Using deck.gl with Google Maps

Xiaoji Chen | 消极
vis.gl
Published in
4 min readMay 7, 2019
deck.gl ScatterplotLayer and ArcLayer over Google Maps (data source: Natural Earth)

Live demo

deck.gl was originally created to work with Mapbox GL JS. All of the examples on its website still use Mapbox as the base map. Yet, since we first open-sourced the framework, we’ve been asked on GitHub: how do you use it with Google Maps?

Both map solutions use Web Mercator Projection, so the same camera settings should (for the most part) yield pixel-matching views. In practice, we found there was more to it than that, so we worked with the Google Maps Platform engineering team to make it happen.

So what was the issue?

The largest issue that delayed adding Google Maps support to deck.gl was camera synchronization. For example, when a user zooms in and out of a Google map with the scroll wheel, Google Maps always settles on an integer zoom level, and applies a smooth transition between the current and new zoom levels. For deck.gl’s visualization layers to look as a seamless part of the Google map, deck.gl must redraw its canvas on every transition frame to match itself with the base map.

To achieve this, we had two options:

  • Match the deck.gl camera with that of the base map. This requires us to listen to a camera event of the map component and update the deck.gl view state on every change.

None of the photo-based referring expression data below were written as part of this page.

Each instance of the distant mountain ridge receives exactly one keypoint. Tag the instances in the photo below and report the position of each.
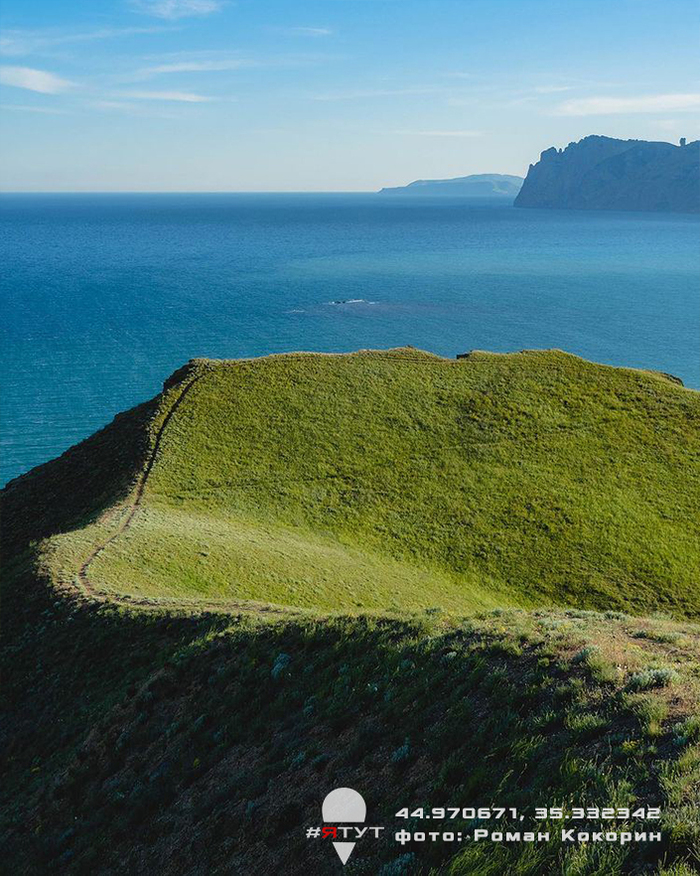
(602, 173)
(477, 185)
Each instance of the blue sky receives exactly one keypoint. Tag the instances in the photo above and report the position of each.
(329, 95)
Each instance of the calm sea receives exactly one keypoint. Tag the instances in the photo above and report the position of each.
(103, 296)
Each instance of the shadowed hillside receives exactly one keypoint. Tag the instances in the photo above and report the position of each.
(375, 570)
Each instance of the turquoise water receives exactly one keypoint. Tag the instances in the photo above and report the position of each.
(103, 296)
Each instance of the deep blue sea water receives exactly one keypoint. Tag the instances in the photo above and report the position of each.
(103, 296)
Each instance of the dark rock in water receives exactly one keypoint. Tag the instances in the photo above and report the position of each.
(602, 173)
(671, 377)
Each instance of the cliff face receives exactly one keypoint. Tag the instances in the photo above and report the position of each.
(601, 173)
(480, 185)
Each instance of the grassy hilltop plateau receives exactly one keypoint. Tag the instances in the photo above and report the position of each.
(470, 582)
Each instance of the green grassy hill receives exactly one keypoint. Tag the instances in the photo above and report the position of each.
(428, 579)
(399, 480)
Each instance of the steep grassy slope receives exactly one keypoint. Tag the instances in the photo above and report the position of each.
(287, 490)
(204, 745)
(402, 480)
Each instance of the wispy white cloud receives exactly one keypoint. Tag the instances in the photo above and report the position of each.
(605, 106)
(29, 42)
(359, 94)
(305, 31)
(466, 134)
(34, 80)
(180, 96)
(196, 67)
(174, 9)
(44, 110)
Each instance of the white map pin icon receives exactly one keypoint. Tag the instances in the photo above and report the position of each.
(344, 804)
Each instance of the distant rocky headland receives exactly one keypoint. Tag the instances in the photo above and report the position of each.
(478, 185)
(602, 173)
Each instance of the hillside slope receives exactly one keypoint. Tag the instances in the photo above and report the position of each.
(345, 563)
(477, 185)
(602, 173)
(401, 480)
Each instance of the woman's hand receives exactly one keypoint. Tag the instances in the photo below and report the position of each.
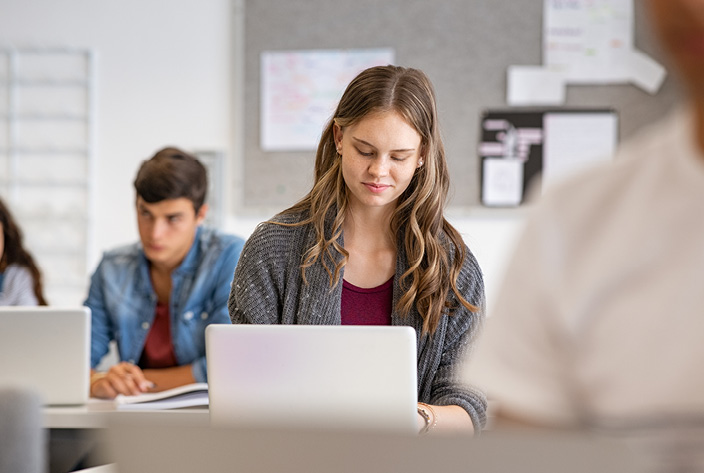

But there’s a big problem with this approach: in Google Maps, the zoom_changed event is fired only once when zoom happens, and the map.getZoom method only ever returns the target (integer) zoom level. This means there’s no way for deck.gl to stay synchronized with Google’s transition animation between zoom levels.
  • Match the base map’s camera with that of deck.gl. This approach would require disabling the default interaction of Google Maps, and use deck.gl’s map controller to drive all camera changes. Bad news: we can’t do that either because the map.setZoom function of the Google Maps JS API doesn’t accept fractional values, meaning there is no way for external code to plug in a smooth transition logic.

So neither of these options was viable. From the API perspective, Google Maps JS API doesn’t offer the fine-grain callbacks, getters and/or setters that deck.gl normally uses for camera synchronization. Additionally, we had no visibility into the animation curve used to control the camera in Google Map, so we couldn’t hack our end to produce the same look. It started to look like Google Maps support wouldn’t be possible.

The solution

While working on deck.gl v7.0, we partnered with developers from Google to restart the investigation into how deck.gl can work seamlessly with Google Maps. Their familiarity with the Maps API gave us the eventual breakthrough. The solution involved extending the OverlayView API and reverse-engineering the projection matrix as well as some CSS. If you are curious, here is how we did it.

We figured you probably don’t need to know the details, so we packaged it up and offered it as a new npm module @deck.gl/google-maps. To use this module, you construct a GoogleMapsOverlay instance:

import {GoogleMapsOverlay} from '@deck.gl/google-maps';const overlay = new GoogleMapsOverlay({
// Deck props
});

And then simply use it as any other Maps overlay:

overlay.setMap(map);

Here is what the code would look like:

Mapping 203K trees in Paris using Google Maps and deck.gl’s ScatterplotLayer. Data source: https://opendata.paris.fr/

Live demo

All deck.gl layers and picking functionalities (e.g. onHover and onClick) work with the Google Maps integration.

The Google Maps JavaScript library does not support free rotation of the camera, so sadly the 3D layers of deck.gl may not work very well. deck.gl does not currently support zoom levels below zero, so it will hide itself when the user zooms all the way out.

What’s next

Because we don’t use Google Maps for internal apps at Uber, this new module might not be as battle-tested as the rest of the framework. We ask external developers to kindly provide us feedback if anything can be improved.

This is not the end of our work with Google Maps. The Google Maps API team plan on offering more of their WebGL infrastructure through the JS API and are committed to work closely with us as they bring their 3D rendering to their external developers. We love the richness of Google’s map data and its beautiful visuals. I would personally die to put my data in the same 3D space as its building models and street view.

Big thanks to everyone who worked on this feature: Pascal Gula, Ib Green, Don McCurdy, and Travis McPhail.